Friday, April 21, 2006

Ralph Reed hits another iceberg

Now the Wall Street Journal notices that the SS Reed is taking on water:
Ralph Reed, White House confidant and an architect of the Religious Right movement, was favored to win the nomination in the Georgia lieutenant governor's race when the 2006 campaign season began.
But his work with Jack Abramoff, the former lobbyist who has admitted to trying to bribe lawmakers, is becoming a drag on Mr. Reed's first bid for public office.
Several surveys show Mr. Reed still holding a narrow lead, but with high unfavorable ratings and many voters undecided. While the Abramoff scandal has affected other campaigns, such as the re-election bid of Montana Republican Sen. Conrad Burns, the Georgia race appears the most competitive. So Mr. Reed's dilemma raises the question: Will Mr. Reed, a star of the national Republican Party, become the first campaign casualty of the Abramoff scandal when he squares off with state Sen. Casey Cagle in the July 18 primary?
In a word, yes. You can stick a fork in Reed -- he's done. If Cagle doesn't beat him in the GOP primary, Reed will lose in November -- and may take down Republican Gov. Sonny Perdue with him. Georgia Republicans are starting to realize that Reed is a sure loser, something that I've tried to point out for weeks. (See also here.)

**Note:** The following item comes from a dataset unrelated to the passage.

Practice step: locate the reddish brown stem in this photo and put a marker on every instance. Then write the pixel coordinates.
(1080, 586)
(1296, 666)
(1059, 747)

If Jack Abramoff had been a lobbyist for defense contractors or Big Oil, no problem. But it was gambling, see? Christian conservatives in Georgia hate gambling, and those people were Reed's original base. So the thing that once made Reed such a formidable candidate in Georgia -- namely, his name-recognition with Christian conservatives -- has now come back to haunt him. Because those people now see Reed as a two-faced weasel.

Reed has tried to switch his campaign over to get support from the Chamber of Commerce crowd, but it doesn't matter how much money he gets from the country clubbers, he can't win the GOP primary without the evangelicals, and the evangelicals now despise Reed as a sort of political Elmer Gantry -- a fraud and a charlatan. The WSJ explains:
But other Republicans once close to Mr. Reed aren't satisfied with his explanation of his role in Mr. Abramoff's work. Maurice Atkinson, a Christian Coalition activist, quit the Reed campaign after the scandal became public and signed up with Mr. Cagle. "Nobody likes to be a hypocrite and nobody likes to follow a hypocrite," he says.

Erosion of support from religious activists could signal trouble for Mr. Reed as he heads into the primary's home stretch.
This Wall Street Journal piece might be the kiss of death for the Reed campaign. As I said of Reed weeks ago:
He's the political equivalent of a sucking chest wound, draining the life's blood of politics from the Georgia GOP. Every dime contributed to Reed's campaign is worse than wasted, because those donations allow Reed to keep embarrassing the Republican Party.

By cluing in the national big-money boys about Reed's irremediable political problem, the WSJ article will help staunch the bleeding. Reed's been able to out-raise Cagle only because of Georgia's law that prohibits members of the General Assembly from fund-raising while the legislature's in session. So Cagle's still playing catch-up, money-wise, but the party regulars know he's a winner:

A majority of elected officials in the Georgia Legislature and hundreds of county commissioners and sheriffs have endorsed Mr. Cagle. Here in Hamilton, state Rep. Vance Smith Jr., the governor's House floor leader, held a reception for him. "I don't know Ralph that well. I've met him," Mr. Smith says. "But Casey has been on the front lines."
Like I said: Mene, mene, tekel upharsin.